Just below the campground, the Pariah River oozed from the north into the freshly scrubbed Colorodo, delivering a thick sediment load more typical of rivers on the Colorado Plateau. The startling contrast of the mingling streams extends for a short distance before the minuscule Pariah is absorbed by one of the continent’s mightiest rivers.

  Big Red?

Colorado River


Pariah River

Pariah River Entering Colorado River

Colorado River - note swimmer

The nearby Spencer Trail climbs to a fine overview of Lees Ferry and beyond. It was a muggy, hazy day gone mostly overcast by the time of my late afternoon ascent, the air cooling but the light growing dull. Hopkins’ trail description pointed out the formations I was ascending, but it all looked like one big rock pile to me, rubble-forming formations I supposed. Even before the top, the views open up in the far downstream distance to the Colorado River cutting into the Marble Platform to create Marble Canyon. It’s a great scene that continues to perplex me, as I insist on wondering how all that rock eroded even as I read that it really didn’t. Marble Platform is the Kaibab Formation, the same rock formation that comprises the rim at Grand Canyon. The process was not erosion but uplift: the surface of the earth rose. I just have a hard time imagining uplift.

Colorado River Entering Marble Canyon


The view upstream was more intimate. A number of power boats motored upriver toward the day, fifteen winding river miles cutting deep between huge walls of Navajo Sandstone. This is the sole extant portion of Glen Canyon and includes the contour of Horseshoe Bend, one of the Colorado's most famous viewpoints (though it was not visible from here. The view from the top extends over uncapped roof of Navajo Sandstone to bits of Lake Mead as well as the Navajo Generating Station, a highly polluting coal-fired plant. I waited out sunset but clouds deprived me of any grandeur, other than the Pariah River, a silver ribbon catching some late refracted light. I descended as dusk set in, arriving back to the campground in the dark.

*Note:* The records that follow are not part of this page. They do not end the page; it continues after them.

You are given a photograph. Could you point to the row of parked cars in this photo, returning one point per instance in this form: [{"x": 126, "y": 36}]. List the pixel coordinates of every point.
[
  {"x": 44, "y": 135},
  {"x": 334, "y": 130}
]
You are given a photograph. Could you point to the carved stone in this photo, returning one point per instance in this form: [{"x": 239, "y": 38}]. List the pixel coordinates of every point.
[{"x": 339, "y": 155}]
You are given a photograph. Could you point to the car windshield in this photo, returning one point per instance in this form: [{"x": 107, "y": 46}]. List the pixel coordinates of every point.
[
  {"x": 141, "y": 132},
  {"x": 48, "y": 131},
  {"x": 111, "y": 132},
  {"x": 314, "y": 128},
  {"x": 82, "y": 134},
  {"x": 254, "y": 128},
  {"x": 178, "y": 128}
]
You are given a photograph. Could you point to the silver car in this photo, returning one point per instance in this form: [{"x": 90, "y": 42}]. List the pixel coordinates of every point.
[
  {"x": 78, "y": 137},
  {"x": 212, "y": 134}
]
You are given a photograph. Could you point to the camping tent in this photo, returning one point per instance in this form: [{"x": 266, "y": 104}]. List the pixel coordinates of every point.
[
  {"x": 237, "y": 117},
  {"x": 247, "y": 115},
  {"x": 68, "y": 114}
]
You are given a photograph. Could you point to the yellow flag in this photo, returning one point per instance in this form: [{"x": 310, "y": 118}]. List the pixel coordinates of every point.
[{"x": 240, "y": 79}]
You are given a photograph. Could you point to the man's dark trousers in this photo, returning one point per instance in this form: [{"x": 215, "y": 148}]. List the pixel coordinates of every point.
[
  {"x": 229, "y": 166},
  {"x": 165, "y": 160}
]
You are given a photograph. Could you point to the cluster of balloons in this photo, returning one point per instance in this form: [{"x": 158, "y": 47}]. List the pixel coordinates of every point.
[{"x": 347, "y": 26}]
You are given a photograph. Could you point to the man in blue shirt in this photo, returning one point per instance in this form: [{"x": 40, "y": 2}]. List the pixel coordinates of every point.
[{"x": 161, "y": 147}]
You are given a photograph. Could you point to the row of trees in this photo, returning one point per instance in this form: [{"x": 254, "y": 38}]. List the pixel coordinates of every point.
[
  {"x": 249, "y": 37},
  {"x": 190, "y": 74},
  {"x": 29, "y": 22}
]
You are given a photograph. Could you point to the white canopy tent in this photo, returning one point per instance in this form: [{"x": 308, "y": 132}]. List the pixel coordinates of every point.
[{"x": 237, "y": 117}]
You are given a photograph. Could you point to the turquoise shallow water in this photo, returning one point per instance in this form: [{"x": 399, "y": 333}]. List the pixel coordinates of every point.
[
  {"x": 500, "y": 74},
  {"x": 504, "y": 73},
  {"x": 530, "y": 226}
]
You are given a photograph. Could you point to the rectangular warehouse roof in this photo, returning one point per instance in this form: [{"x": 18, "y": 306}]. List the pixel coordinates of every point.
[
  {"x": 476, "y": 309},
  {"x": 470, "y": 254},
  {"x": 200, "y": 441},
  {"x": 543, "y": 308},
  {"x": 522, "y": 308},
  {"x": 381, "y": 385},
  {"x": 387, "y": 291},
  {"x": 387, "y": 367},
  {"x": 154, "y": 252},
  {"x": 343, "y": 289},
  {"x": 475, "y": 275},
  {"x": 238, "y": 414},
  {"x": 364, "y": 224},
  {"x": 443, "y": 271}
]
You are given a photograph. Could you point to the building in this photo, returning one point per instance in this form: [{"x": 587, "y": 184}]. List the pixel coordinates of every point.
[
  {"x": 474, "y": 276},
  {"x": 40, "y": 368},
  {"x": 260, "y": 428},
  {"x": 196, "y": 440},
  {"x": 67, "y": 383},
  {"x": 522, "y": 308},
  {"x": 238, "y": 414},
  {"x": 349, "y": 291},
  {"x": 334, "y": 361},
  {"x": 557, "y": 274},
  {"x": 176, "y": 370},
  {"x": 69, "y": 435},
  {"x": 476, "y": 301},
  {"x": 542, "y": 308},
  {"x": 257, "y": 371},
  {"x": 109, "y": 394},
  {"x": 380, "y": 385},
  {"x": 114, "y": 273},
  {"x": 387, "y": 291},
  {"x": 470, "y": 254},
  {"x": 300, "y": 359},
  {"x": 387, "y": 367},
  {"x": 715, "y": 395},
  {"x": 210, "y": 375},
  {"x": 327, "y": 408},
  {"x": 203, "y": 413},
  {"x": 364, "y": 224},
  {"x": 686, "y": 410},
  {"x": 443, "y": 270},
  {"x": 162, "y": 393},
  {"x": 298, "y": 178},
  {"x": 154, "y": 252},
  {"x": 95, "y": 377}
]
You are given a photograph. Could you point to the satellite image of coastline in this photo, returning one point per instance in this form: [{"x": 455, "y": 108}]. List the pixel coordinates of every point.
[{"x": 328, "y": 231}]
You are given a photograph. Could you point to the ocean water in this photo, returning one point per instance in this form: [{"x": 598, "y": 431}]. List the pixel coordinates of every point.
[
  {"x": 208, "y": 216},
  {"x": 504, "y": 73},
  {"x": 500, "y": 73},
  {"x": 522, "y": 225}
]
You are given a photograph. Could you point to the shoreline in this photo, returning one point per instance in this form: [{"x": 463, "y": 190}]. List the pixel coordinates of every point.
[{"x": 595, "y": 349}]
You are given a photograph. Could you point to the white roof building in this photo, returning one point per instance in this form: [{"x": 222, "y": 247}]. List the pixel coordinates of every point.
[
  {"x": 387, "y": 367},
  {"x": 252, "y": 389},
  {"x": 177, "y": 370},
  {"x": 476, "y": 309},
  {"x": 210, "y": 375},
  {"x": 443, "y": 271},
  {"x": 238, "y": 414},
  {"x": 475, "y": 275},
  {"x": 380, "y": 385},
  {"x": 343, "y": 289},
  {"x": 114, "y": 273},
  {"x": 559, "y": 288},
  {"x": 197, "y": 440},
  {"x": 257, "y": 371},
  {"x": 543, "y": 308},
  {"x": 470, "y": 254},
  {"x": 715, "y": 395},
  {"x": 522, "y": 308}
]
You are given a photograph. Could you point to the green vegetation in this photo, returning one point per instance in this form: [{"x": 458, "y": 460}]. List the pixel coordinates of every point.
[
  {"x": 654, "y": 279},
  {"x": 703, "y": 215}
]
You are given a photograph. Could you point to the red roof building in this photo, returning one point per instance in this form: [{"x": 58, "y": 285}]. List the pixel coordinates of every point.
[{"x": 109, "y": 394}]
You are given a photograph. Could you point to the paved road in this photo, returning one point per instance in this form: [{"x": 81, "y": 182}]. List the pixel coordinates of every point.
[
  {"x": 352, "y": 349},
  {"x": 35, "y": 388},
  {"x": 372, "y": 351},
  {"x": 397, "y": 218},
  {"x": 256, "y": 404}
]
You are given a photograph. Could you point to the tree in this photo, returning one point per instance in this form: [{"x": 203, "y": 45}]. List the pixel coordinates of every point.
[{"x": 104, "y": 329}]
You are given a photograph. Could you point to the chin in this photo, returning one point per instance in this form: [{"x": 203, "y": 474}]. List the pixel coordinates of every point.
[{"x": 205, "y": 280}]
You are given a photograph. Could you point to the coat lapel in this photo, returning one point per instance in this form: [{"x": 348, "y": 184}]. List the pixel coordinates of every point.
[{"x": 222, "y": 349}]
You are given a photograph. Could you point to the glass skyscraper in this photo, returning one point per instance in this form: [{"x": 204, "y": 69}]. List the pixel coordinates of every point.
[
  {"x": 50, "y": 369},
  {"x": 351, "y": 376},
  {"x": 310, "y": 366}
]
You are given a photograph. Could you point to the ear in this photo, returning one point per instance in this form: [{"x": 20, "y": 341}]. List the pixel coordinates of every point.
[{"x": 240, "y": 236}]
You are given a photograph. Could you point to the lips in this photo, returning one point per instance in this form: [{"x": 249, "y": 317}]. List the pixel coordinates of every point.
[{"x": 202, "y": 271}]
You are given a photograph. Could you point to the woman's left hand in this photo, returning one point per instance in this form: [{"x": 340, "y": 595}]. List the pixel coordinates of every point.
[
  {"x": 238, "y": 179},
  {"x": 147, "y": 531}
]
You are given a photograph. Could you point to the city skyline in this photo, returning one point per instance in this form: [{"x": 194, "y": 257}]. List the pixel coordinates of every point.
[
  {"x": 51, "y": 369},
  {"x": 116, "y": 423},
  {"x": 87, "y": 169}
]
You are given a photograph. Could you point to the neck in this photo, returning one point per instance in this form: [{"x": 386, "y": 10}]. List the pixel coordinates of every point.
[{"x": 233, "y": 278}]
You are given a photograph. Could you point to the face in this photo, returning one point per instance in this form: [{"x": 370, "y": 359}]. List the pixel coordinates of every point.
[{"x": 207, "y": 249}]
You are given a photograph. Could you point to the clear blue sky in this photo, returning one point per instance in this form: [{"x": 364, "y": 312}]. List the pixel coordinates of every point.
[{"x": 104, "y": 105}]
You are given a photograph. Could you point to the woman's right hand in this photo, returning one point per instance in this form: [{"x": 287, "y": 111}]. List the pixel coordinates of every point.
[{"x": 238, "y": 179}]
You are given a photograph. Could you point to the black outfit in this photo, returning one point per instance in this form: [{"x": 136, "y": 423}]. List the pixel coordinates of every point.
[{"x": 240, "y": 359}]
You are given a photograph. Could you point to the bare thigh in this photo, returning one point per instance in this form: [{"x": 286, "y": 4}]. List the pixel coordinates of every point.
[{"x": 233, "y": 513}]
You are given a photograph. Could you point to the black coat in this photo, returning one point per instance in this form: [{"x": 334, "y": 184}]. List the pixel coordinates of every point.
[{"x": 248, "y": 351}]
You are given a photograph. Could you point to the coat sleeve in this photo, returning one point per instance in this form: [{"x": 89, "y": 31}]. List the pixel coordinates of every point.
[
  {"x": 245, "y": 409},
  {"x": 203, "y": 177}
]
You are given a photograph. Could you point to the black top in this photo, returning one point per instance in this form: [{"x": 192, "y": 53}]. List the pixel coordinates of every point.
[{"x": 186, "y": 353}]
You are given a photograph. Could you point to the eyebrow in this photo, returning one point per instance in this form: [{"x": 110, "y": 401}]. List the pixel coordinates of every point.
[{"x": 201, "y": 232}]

The river launch was doing brisk business the two days I was there. Bundles of rafters were organizing for their floating trip down into Grand Canyon. One of the most coveted recreation experiences in the world, it was a prospect I had previously dismissed but now found myself looking on longingly. I would love to see some of those inner canyon grottoes and waterfalls. Unfortunately two weeks of all that cramped company would make me nuts.

I would like to have stayed to ponder the geography, but Lees Ferry was just a pit stop. I was heading into the next leg of my journey, a mini-leg, the Colorado portion of the Colorado Plateau: Mesa Verde, Black Canyon of the Gunnison, Giant Sand Dunes, Colorado National Monument. Navajo National Monument along the way as it is reputed to have a good campsite. I called first to check availability before showing up late Friday evening in the middle of nowhere, and the welcome was clear: come, we have lots of available sites.